Me: They're for the dogs.
Wife: Why are you making pancakes for the dogs?
Me: They don't know how.
Why did Princess Diana cross the road?
She wasn't wearing her seatbelt.
Yo mama so fat, the strip club where she works calls her Hitler after all the damage she's done to the poles.
Yo momma’s so stupid it took her nine months to come up with a joke.
Yo mamma's so fat I had a threesome with her and never met the other person.
Every job Medusa had, she had to go through sexual harassment training.
She couldn’t stop objectifying people.
A penis grew to 6ft2 and had functional arms and legs. With his newfound life, he opened doors, pulled out chairs, and was very chivalrous to the ladies.
He was a true genitalman, which was good to hear because he could have acted like a giant dick.
I start my new job at the guillotine factory today.
I’ll beheading there soon.
I’m getting really sick of millennials' attitudes lately.
Walking around like they rent the place.
A man is in a hotel lobby.
He wants to ask the clerk a question.
As he turns to go to the front desk, he accidentally bumps into a woman beside him and as he does, his elbow goes into her breast.
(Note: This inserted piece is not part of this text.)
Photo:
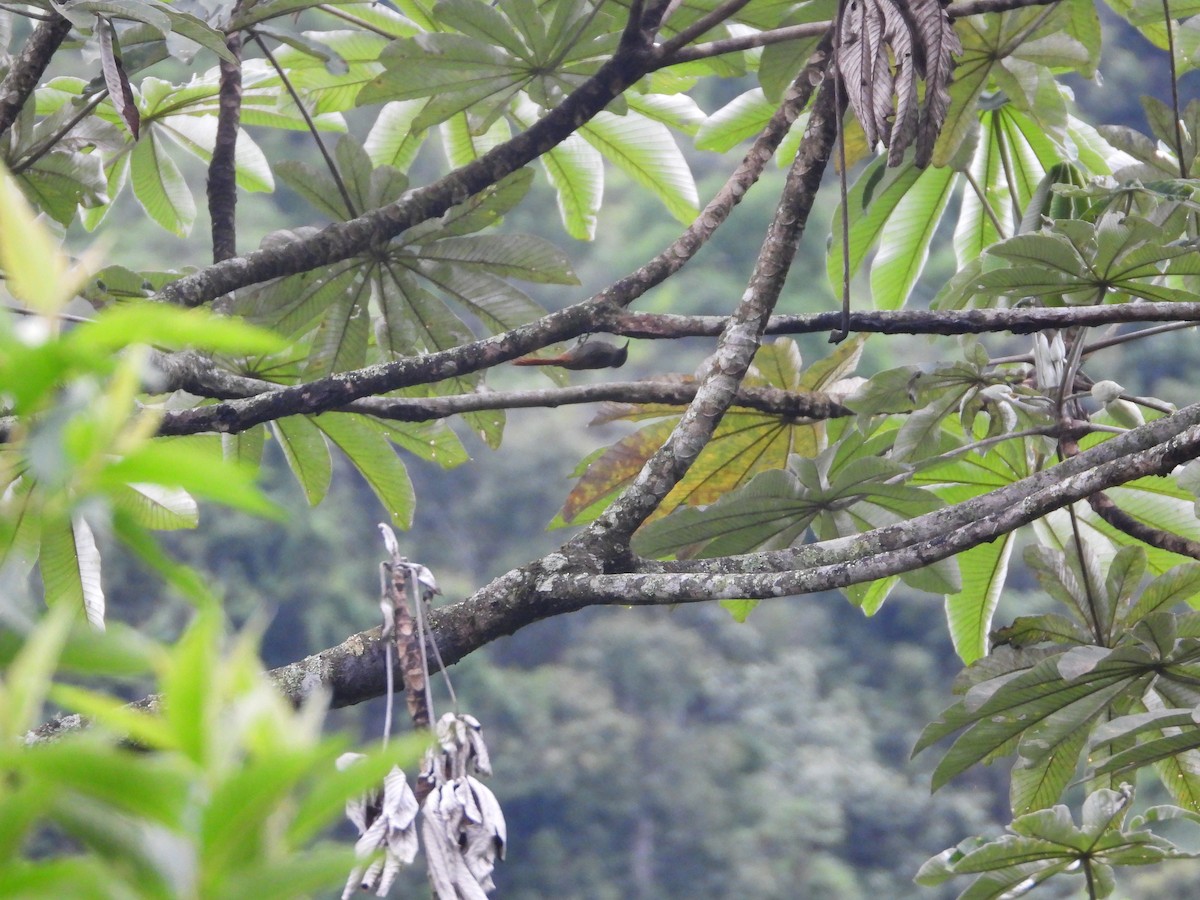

They are both startled, and he says, "Ma'am, if your heart is as soft as your breast, I know you'll forgive me."
She replies, "If your penis is as hard as your elbow, I'm in room 1221."
Well, I am as about as worthless as the ejection seat on a helicopter right now.
Teacher: Human sperm contains sugar.
Sarah: Then why is it not sweet?
Entire class: ........
Most people think I'm arrogant...
But who cares what peasants think.
Her: Why don't your socks match!
Him: Why don't your kids' last names match?
As the year comes to an end, I urge my friends to take care of yourself's and avoid accidents because spare parts for old models like you are no longer in stock.
I decided to make sure my wife woke up with a big smile on her face this morning.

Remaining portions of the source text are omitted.